On Mon, 12 Oct 2015, Pintu Kumar wrote:

> This patch maintains the number of oom victims kill count in
> /proc/vmstat.
> Currently, we are dependent upon kernel logs when the kernel OOM occurs.
> But kernel OOM can went passed unnoticed by the developer as it can
> silently kill some background applications/services.
> In some small embedded system, it might be possible that OOM is captured
> in the logs but it was over-written due to ring-buffer.
> Thus this interface can quickly help the user in analyzing, whether there
> were any OOM kill happened in the past, or whether the system have ever
> entered the oom kill stage till date.
> 
> Thus, it can be beneficial under following cases:
> 1. User can monitor kernel oom kill scenario without looking into the
>    kernel logs.

I'm not sure how helpful that would be since we don't know anything about 
the oom kill itself, only that at some point during the uptime there were 
oom kills.

> 2. It can help in tuning the watermark level in the system.

I disagree with this one, because we can encounter oom kills due to 
fragmentation rather than low memory conditions for high-order 
allocations.  The amount of free memory may be substantially higher than 
all zone watermarks.

> 3. It can help in tuning the low memory killer behavior in user space.

Same reason as above.

> 4. It can be helpful on a logless system or if klogd logging
>    (/var/log/messages) are disabled.
> 

This would be similar to point (1) above, and I question how helpful it 
would be.  I notice that all oom kills (system, cpuset, mempolicy, and 
memcg) are treated equally in this case and there's no way to 
differentiate them.  That would lead me to believe that you are targeting 
this change for systems that don't use mempolicies or cgroups.  That's 
fine, but I doubt it will be helpful for anybody else.

> A snapshot of the result of 3 days of over night test is shown below:
> System: ARM Cortex A7, 1GB RAM, 8GB EMMC
> Linux: 3.10.xx
> Category: reference smart phone device
> Loglevel: 7
> Conditions: Fully loaded, BT/WiFi/GPS ON
> Tests: auto launching of ~30+ apps using test scripts, in a loop for
> 3 days.
> At the end of tests, check:
> $ cat /proc/vmstat
> nr_oom_victims 6
> 
> As we noticed, there were around 6 oom kill victims.
> 
> The OOM is bad for any system.

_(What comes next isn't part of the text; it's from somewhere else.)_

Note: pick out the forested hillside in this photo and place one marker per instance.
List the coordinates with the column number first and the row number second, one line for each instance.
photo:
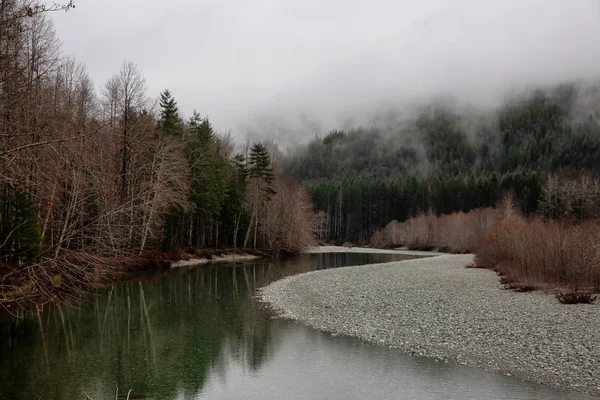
column 444, row 160
column 91, row 180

So, this counter can help in quickly
> tuning the OOM behavior of the system, without depending on the logs.
> 

NACK to the patch since it isn't justified.

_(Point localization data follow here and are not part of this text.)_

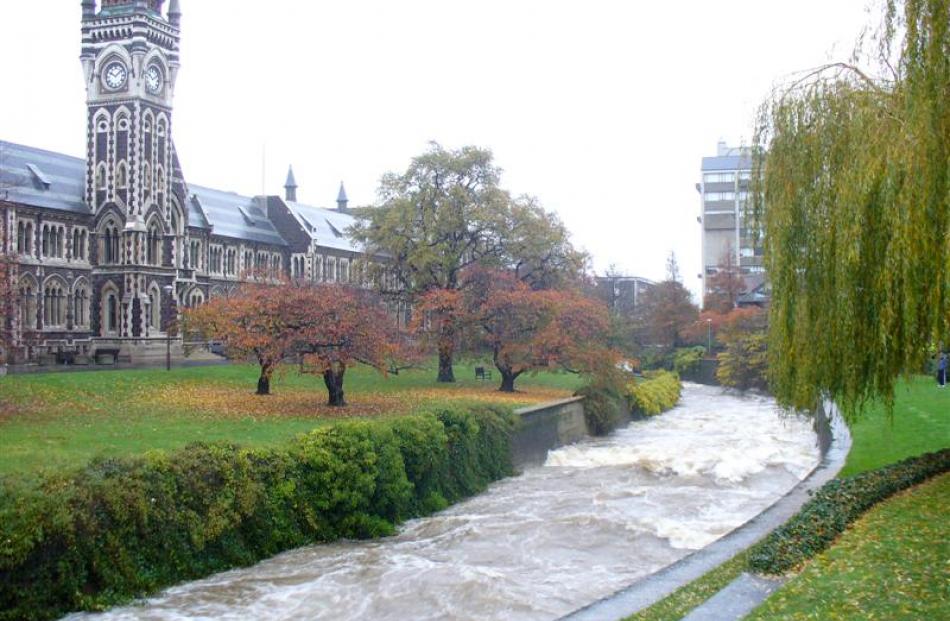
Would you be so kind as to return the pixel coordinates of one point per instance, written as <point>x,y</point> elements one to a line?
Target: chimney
<point>290,187</point>
<point>341,200</point>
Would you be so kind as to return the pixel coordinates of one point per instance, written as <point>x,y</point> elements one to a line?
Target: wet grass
<point>917,425</point>
<point>61,420</point>
<point>891,564</point>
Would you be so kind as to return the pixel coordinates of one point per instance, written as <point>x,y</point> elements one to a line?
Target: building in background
<point>724,192</point>
<point>622,294</point>
<point>110,246</point>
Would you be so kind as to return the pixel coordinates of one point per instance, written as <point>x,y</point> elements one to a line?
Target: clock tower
<point>130,59</point>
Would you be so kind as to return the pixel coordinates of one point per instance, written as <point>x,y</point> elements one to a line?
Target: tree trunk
<point>446,352</point>
<point>333,378</point>
<point>263,384</point>
<point>507,380</point>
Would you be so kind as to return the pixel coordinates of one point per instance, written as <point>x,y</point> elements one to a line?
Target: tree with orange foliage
<point>335,327</point>
<point>8,306</point>
<point>725,286</point>
<point>524,329</point>
<point>328,327</point>
<point>251,324</point>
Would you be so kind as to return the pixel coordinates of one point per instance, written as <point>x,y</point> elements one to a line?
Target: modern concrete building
<point>724,192</point>
<point>622,293</point>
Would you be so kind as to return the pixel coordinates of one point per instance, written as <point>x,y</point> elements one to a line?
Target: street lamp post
<point>168,329</point>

We've long had a desire to have a better oom reporting mechanism rather 
than just the kernel log.  It seems like you're feeling the same pain.  I 
think it would be better to have an eventfd notifier for system oom 
conditions so we can track kernel oom kills (and conditions) in 
userspace.  I have a patch for that, and it works quite well when 
userspace is mlocked with a buffer in memory.

If you are only interested in a strict count of system oom kills, this 
could then easily be implemented without adding vmstat counters.